We next tested whether the cis elements within the contiguous genomic segment (RTB300) and in the RHCglo context (RF300) would respond to endogenous splicing regulators during differentiation of the C2C12 mouse myoblast cell line (21). C2C12 myoblasts proliferate in high serum medium and differentiate into skeletal muscle myotubes in low serum (22). RTB300 and RF300 plasmids were transfected, while the cells were approximately 40% confluent in growth (high serum) media. RNA from undifferentiated cultures was extracted 24 h after transfection, growth media was replaced by differentiation media (low serum), and RNA was extracted from differentiated cultures 4 days later. Analysis of splicing demonstrated a strong shift toward exon inclusion in differentiated cultures for the RTB300 minigene (Figure 3D). The response of the RF300 alternative exon to regulation during C2C12 differentiation is somewhat reduced compared with RTB300. Overall, however, the results demonstrate that a heterologous exon flanked by the two intron segments proximal to human cTNT exon 5 retained the majority of the regulatory response observed during C2C12 skeletal muscle differentiation in vitro.
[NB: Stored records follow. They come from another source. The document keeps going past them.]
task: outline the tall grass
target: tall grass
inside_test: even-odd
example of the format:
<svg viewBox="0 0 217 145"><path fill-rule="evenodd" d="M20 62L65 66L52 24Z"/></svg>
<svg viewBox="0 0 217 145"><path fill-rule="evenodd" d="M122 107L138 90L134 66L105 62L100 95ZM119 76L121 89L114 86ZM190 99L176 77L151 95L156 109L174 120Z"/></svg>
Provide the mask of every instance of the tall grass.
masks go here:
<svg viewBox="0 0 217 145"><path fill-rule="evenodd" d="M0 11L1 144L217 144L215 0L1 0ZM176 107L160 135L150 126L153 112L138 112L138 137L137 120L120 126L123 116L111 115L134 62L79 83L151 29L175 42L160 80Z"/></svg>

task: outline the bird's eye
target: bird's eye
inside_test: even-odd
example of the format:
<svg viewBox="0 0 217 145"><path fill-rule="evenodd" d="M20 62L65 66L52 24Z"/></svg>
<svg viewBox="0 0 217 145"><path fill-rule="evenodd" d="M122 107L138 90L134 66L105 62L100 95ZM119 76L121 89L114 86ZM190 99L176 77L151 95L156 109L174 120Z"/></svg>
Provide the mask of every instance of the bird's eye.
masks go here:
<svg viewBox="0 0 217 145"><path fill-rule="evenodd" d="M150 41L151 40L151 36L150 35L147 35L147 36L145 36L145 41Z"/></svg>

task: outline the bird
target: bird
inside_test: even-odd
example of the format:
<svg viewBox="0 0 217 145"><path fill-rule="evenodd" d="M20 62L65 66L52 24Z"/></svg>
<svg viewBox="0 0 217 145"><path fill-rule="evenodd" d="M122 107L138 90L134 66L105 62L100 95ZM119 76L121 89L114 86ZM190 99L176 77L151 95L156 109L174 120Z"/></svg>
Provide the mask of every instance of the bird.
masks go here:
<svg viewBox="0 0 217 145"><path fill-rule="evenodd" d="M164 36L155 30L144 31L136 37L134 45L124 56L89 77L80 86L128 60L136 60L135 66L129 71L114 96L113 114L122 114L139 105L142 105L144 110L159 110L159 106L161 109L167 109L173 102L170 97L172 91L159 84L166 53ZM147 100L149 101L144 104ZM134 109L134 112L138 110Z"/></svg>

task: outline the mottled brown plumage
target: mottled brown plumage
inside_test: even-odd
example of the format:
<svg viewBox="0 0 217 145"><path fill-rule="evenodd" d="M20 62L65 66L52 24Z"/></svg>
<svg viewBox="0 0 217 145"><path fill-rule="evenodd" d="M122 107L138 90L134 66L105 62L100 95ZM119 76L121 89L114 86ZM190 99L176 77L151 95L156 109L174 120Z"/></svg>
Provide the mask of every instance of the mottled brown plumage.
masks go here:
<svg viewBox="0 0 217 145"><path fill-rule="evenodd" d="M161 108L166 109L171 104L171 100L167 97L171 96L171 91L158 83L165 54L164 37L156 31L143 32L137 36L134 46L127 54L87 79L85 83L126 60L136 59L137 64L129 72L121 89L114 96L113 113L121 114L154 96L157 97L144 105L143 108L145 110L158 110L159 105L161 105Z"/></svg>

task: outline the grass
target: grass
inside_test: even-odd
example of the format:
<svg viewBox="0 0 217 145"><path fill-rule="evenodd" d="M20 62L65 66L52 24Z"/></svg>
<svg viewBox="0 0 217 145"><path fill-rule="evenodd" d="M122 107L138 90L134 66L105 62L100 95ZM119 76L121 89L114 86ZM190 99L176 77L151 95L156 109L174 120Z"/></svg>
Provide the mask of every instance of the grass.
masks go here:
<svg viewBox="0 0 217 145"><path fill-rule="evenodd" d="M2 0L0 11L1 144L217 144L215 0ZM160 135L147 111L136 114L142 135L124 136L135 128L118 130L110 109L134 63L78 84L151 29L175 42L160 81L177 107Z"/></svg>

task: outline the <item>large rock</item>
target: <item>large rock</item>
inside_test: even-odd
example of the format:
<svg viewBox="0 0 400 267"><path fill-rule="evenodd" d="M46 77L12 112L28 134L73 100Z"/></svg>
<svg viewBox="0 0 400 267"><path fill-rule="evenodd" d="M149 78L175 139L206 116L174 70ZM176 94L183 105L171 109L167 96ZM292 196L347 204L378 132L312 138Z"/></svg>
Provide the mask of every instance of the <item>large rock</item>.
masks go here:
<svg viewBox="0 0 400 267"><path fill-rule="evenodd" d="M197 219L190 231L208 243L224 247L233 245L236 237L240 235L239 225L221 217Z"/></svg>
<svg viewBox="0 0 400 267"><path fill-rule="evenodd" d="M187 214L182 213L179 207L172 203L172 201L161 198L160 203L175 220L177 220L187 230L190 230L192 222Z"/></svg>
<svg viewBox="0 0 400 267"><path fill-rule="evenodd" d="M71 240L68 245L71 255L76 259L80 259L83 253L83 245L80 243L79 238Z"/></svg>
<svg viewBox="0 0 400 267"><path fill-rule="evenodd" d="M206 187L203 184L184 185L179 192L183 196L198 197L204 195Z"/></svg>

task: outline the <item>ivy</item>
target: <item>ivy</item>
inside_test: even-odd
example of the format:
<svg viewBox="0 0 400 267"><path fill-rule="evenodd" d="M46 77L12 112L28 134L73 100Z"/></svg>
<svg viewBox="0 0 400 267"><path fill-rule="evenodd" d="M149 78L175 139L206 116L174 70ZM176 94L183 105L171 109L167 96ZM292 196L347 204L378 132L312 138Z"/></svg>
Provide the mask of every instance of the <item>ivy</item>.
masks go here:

Minigene splicing reporters are used to determine the effects of nucleotide substitutions on splicing efficiency or to identify cis-acting elements that respond to either differential regulatory environments, overexpression, and depletion of specific regulatory proteins, or to identify compounds that affect splice site selection. The design of the RHCglo minigene splicing reporter facilitates rapid cloning of genomic segments for these analyses. Similarly, gain-of-function analyses can be readily performed by inserting putative regulatory elements into the heterologous RHCglo context. The caveats of minigene splicing reporters should also be considered when analyzing results. These include the unpredictable effects introduced by a heterologous genomic context, the possibility that important regulatory elements are missing from the genomic segment being tested, the effects of overexpressed pre-mRNA and protein, and the loss of potential coupling between splicing regulation and specific transcriptional promoters (8).